1. goto yahoo moblie and download the gif of pic u like for free which they give away in gif format !!
2. then get a WBMP converter
3. Convert those gif or bmp to wbmp
4. copy those wbmp files to ur cell memory via datacable
5. Send !!!!

the resolutions of the gif files u get in yahoo is 72x28
here are few.........this is also resolution of wbmp messages that phones can send via SMS.

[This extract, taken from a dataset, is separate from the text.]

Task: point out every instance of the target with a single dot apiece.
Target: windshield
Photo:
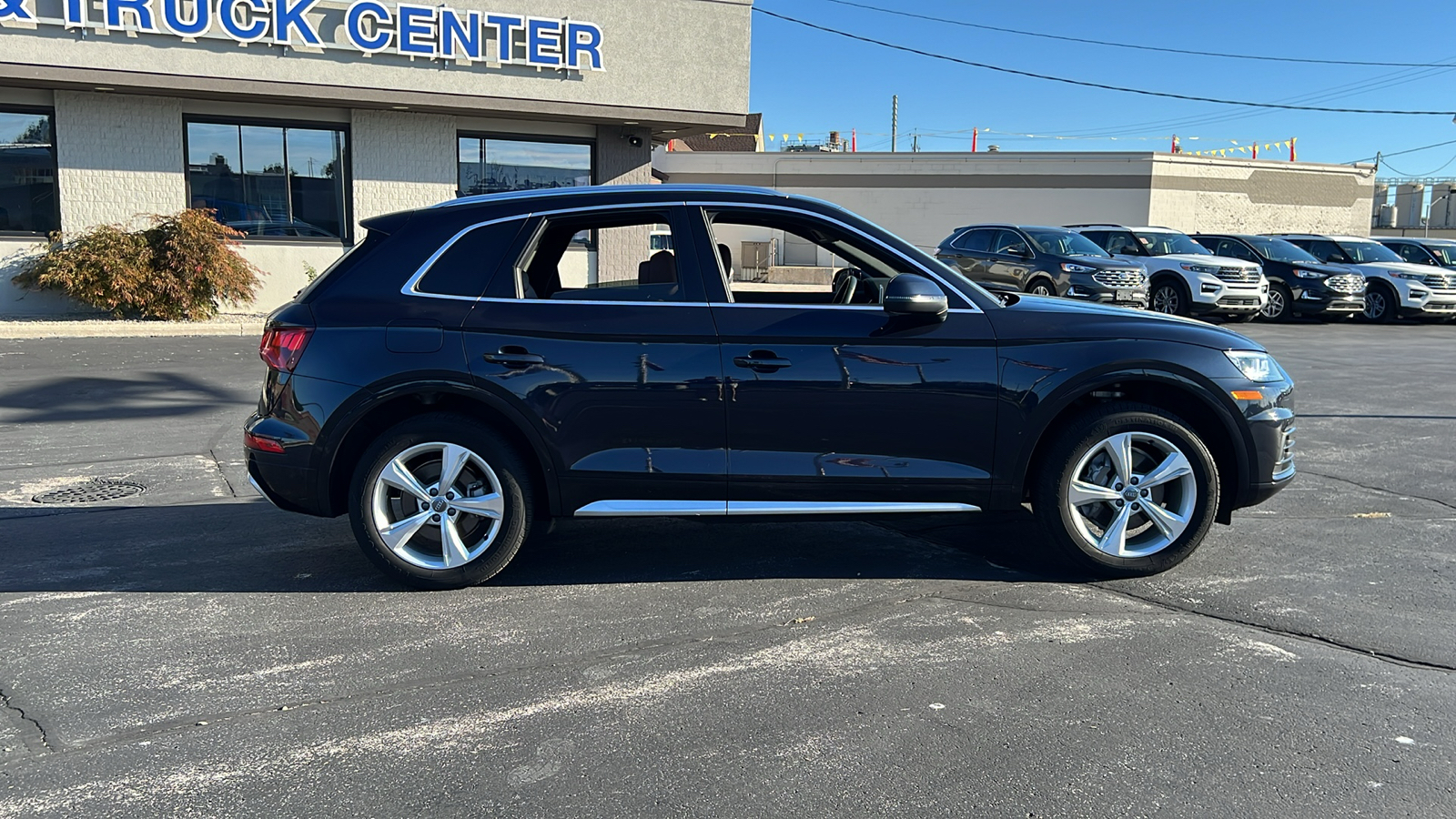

*in.yimg.com//i/in/mob/picsms/yahoomobile_logos/20020314/3047.gif


*in.yimg.com//i/in/mob/picsms/yahoomobile_logos/20070615/6415.gif

*in.yimg.com/i/in/mob/picsms/yahoomobile_logos/20020222/1799.gif

the link to get such pics is here 

*in.content.mobile.yahoo.com/new/pic/

this are in GIF format note !! 
so now convert them to WBMP !!

wbmp converters........given below are all freewares

my rankings
1. MAX Image Beauty ++ 2004 ( this comes with MAX's HTML beauty 2004 )
*www.htmlbeauty.com/
2. pic2wbpm
*www.gingco.de/wap/pic2wbmp.zip
3. Wmbp file generator
*amazingvb.latinaddress.com/wbmp/

this tutorial is for all ppl who dint know....example :  myself
sending 1 such msg is equal to sending 3 SMSes.....so its free if u hv 100 SMS free everyday
u can send 33 such pic messages for free then
thank you and enjoy !!!
2 colur so what ?? i feel those pic messages are cool
my small contribution to this great forum

EDIT:
 By the way guys i know frm experience that girls like such pic messages a lot !!!
fine u can send colorful MMS...but still this works miracles believe me


----------



## enticer86 (Jun 25, 2007)

.....so its free if u hv 100 SMS free everyday



HOW ?? m more interested in the 100free sms everyday


----------



## a_k_s_h_a_y (Jun 25, 2007)

yes sending those pic messages as SMS is free as SMS is free
dont send them as pic messages as MMS which is 5 RS !!

well get airtel college plan.......dialy 100 SMS free within ur STATE example Within Karnataka

else get Hutch Student Plan !! 

or i think u can subscribe to SMS pack even if u hv Hutch general plan
for which u need to pay 49 RS pm and then SEND SMS for 1p each which means seding one such pic message is 3 paise !! 

for my BSNL 1 SMS is 0.60 rs so each SUCH pic message sent is 1.80 RS


----------



## enticer86 (Jun 25, 2007)

na yaar.. not here in del


----------